VACCAI was born on March the 15th, 1790, at Tolentino, near Ancona, Italy, but the family soon moved to Pesaro, where they remained about twelve years. This is where Niccolò received his first instruction in music.  He was then brought to Rome for the purpose of studying law for around five years; then, renouncing this profession as distasteful.  He then devoted himself entirely to music, taking lessons in counterpoint under Jannaconi, and later { 1812) studying the art of opera composition under the guidance of Paisiello, at Naples. While in Naples he wrote two cantatas and other church-music; in 1814 his first opera, I solitari di Scozia, was brought out at the Teatro nuovoin that city.  Shortly after, he returned to Venice, where he stayed seven years, writing an opera , and also several ballets; yet none of these ventures succeeded in winning for their author even the evanescent vogue of an Italian opera-composer; he consequently gave over dramatic composition in 1820 and turned his attention to instruction in singing, a vocation in which he was eminently successful in Venice, Trieste and Vienna.

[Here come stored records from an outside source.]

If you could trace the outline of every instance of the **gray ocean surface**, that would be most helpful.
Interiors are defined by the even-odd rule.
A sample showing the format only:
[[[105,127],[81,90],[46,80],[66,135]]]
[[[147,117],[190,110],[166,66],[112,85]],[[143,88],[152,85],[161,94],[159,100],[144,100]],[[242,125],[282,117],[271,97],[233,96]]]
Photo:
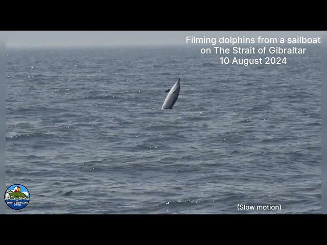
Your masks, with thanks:
[[[7,213],[320,213],[319,53],[244,66],[186,47],[8,50],[6,182],[31,201]]]

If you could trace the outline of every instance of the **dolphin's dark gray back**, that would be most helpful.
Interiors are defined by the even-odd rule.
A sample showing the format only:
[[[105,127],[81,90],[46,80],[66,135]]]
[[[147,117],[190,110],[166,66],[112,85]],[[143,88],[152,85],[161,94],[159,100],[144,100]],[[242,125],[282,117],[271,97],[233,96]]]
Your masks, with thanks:
[[[179,79],[176,83],[170,89],[170,91],[168,92],[168,94],[166,97],[161,109],[173,109],[174,104],[176,103],[179,95],[179,90],[180,90],[180,85],[179,84]]]

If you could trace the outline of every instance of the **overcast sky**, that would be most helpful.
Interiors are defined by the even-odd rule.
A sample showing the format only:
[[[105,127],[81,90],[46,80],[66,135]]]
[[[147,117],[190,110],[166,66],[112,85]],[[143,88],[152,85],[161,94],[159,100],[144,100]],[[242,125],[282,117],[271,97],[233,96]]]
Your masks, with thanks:
[[[185,43],[186,36],[258,35],[269,37],[291,37],[303,35],[315,37],[321,32],[290,31],[0,31],[0,39],[8,47],[64,47],[103,45],[175,45]]]

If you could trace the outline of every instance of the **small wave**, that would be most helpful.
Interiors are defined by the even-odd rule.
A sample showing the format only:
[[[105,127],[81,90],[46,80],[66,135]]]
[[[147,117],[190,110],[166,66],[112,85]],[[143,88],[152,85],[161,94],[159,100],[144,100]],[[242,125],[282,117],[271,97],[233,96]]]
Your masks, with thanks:
[[[35,133],[32,134],[17,134],[15,135],[12,135],[10,136],[6,136],[6,140],[17,140],[21,139],[28,139],[30,138],[44,138],[51,137],[52,135],[47,134],[43,134],[42,133]]]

Again devoting his energies to composition, he wrote operas for several leading Italian theatres,  still without success; but few of his dramatic works became known abroad, among them being La Pastorella, Timur Chan, Pietro il Gran, and Giulietta e Romeo.  The last-named opera is considered his best, and its third act, especially, was so much liked that it has frequently been substituted for the same act of Bellini’s opera of like name, not only in Italian theatres, but even in Paris and London.  To the former city Vaccai journeyed in 1829, visiting London a few years later, and in both attained to great and deserved popularity as a singing-teacher.  Again returning to Italy, he recommenced writing operas, one of this period beingGiovanna Grey, written for Malibran, in honor of whom he composed, after her decease, in co-operation with Donizetti. Mercadante and others, a funeral cantata.  Most of these operas also met with hardly more than a bare succés d’estime.  In 1838, however, he was appointed to succeed Basili as head-master and instructor of composition at the Milan Conservatory, which position he held until 1841 when he retired to Pesaro.  Here his last opera, Virginia, was written for the Teatro Argentino at Rome.  He died at Pesaro August 5, 1848.

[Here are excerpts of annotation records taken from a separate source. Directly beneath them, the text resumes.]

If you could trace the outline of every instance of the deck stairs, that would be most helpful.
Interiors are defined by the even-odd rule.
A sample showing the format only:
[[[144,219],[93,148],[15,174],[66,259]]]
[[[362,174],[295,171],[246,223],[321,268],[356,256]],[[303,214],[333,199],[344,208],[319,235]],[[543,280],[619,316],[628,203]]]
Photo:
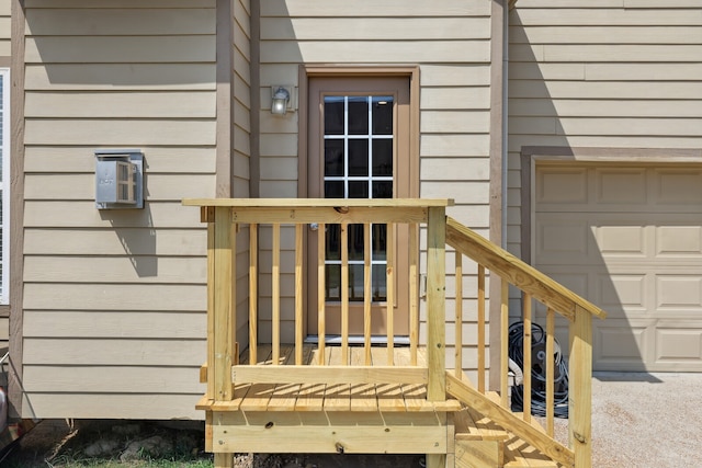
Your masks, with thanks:
[[[196,408],[205,411],[205,448],[214,453],[215,468],[231,468],[235,453],[424,454],[428,468],[591,466],[592,319],[607,313],[446,216],[453,201],[183,203],[199,206],[207,224],[207,362],[201,369],[206,392]],[[305,236],[309,224],[318,227],[312,241]],[[386,225],[386,300],[375,304],[386,326],[383,346],[371,334],[378,317],[372,313],[370,247],[377,224]],[[333,242],[341,252],[341,277],[330,282],[341,295],[339,311],[326,306],[336,297],[325,293],[327,225],[338,225],[340,232]],[[354,309],[363,322],[362,345],[350,340],[359,333],[350,332],[346,252],[351,225],[363,225],[358,267],[364,300]],[[406,227],[401,244],[398,226]],[[316,260],[306,252],[317,252]],[[409,277],[403,288],[396,286],[400,254],[407,256]],[[305,272],[314,269],[317,285],[305,305]],[[475,287],[464,292],[464,284]],[[407,347],[395,345],[399,289],[408,301]],[[520,292],[520,310],[513,308],[513,290]],[[305,341],[305,310],[315,311],[314,344]],[[340,321],[338,345],[326,334],[338,330],[328,329],[332,313]],[[568,343],[567,446],[555,437],[550,404],[554,359],[545,363],[545,381],[552,383],[545,385],[545,429],[531,415],[530,378],[523,383],[524,413],[511,411],[508,342],[517,315],[524,323],[524,375],[533,368],[532,323],[545,322],[545,355],[554,353],[556,332]],[[463,336],[464,328],[473,330],[471,340]],[[248,353],[240,354],[241,343]],[[448,366],[449,354],[453,363]],[[464,365],[464,354],[476,368]],[[465,377],[466,368],[475,383]]]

Besides sixteen operas, he composed a number of cantatas, church-music of various descriptions, arias, duets and romances.  Although unable to secure a niche among Italy’s favorite dramatic composers, Vaccai’s lasting renown as a singing-master shows that he was possessed of solid, if not brilliant, artistic attainments.  His famous “Metodo pratico di canto italiano per camera” [London, 1832] is still a standard work in great request, and his “Dodici ariette per camera per l’insegnamento del belcanto italiano” are scarcely less popular.

The general plan of the “Practical Method” is to render study easy and attractive, without omitting essentials.  No exercise exceeds the limit of an octave and a fourth (c’-f’’, transposable to suit any voice).  There are fifteen “Lessons,” which are not bare solfeggio on single vowels or syllables, but melodious exercises-for scale-practice, for skips of thirds. fourths, etc., up to octaves; on semitones, runs, syncopations, and all graces usually met with-written to smooth Italian verses.

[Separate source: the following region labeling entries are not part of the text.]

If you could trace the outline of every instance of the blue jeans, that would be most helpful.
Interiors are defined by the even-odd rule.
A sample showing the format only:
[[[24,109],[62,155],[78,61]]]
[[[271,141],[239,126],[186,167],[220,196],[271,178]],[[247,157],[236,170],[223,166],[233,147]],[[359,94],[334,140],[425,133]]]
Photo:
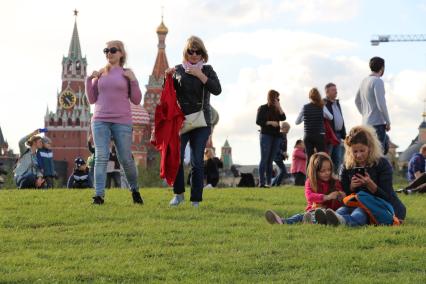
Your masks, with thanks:
[[[19,179],[15,177],[14,180],[18,189],[36,188],[37,176],[33,173],[26,174]]]
[[[342,206],[336,210],[336,213],[342,215],[346,221],[346,225],[351,227],[364,226],[368,223],[367,213],[359,207]]]
[[[293,224],[297,224],[297,223],[302,223],[303,215],[304,215],[304,213],[301,213],[301,214],[293,215],[293,216],[288,217],[288,218],[283,218],[282,219],[283,224],[293,225]]]
[[[111,137],[117,150],[117,158],[123,166],[132,192],[139,191],[136,166],[132,159],[132,125],[104,121],[92,123],[95,142],[95,191],[97,196],[105,195],[106,170],[109,160]]]
[[[271,184],[272,161],[277,155],[280,147],[280,137],[268,134],[260,134],[260,164],[259,164],[259,184]],[[266,173],[266,183],[265,183]]]
[[[191,147],[191,201],[203,201],[204,188],[204,150],[211,133],[210,126],[196,128],[180,136],[180,166],[173,184],[173,192],[185,192],[185,175],[183,172],[183,159],[185,147],[189,142]]]
[[[93,185],[95,184],[95,165],[89,167],[89,179],[93,187]]]
[[[341,142],[342,134],[340,134],[340,132],[337,132],[336,138],[340,141],[340,143],[336,146],[330,145],[328,148],[328,152],[330,153],[331,161],[334,165],[334,171],[338,173],[340,165],[343,161],[343,145]]]
[[[377,137],[379,138],[380,143],[382,144],[383,152],[386,152],[386,124],[381,125],[373,125],[374,129],[376,129]]]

The extraordinary and undiminished popularity of this method is attested by the numerous editions through which it has run; yet it is not merely the method for dilettanti, but can be used profitably in conjunction with any other system of voice-cultivation, being admirably calculated for strengthening and equalizing the medium register, for giving confidence in taking difficult intervals, and for enforcing habits of precise and distinct articulation and phrasing.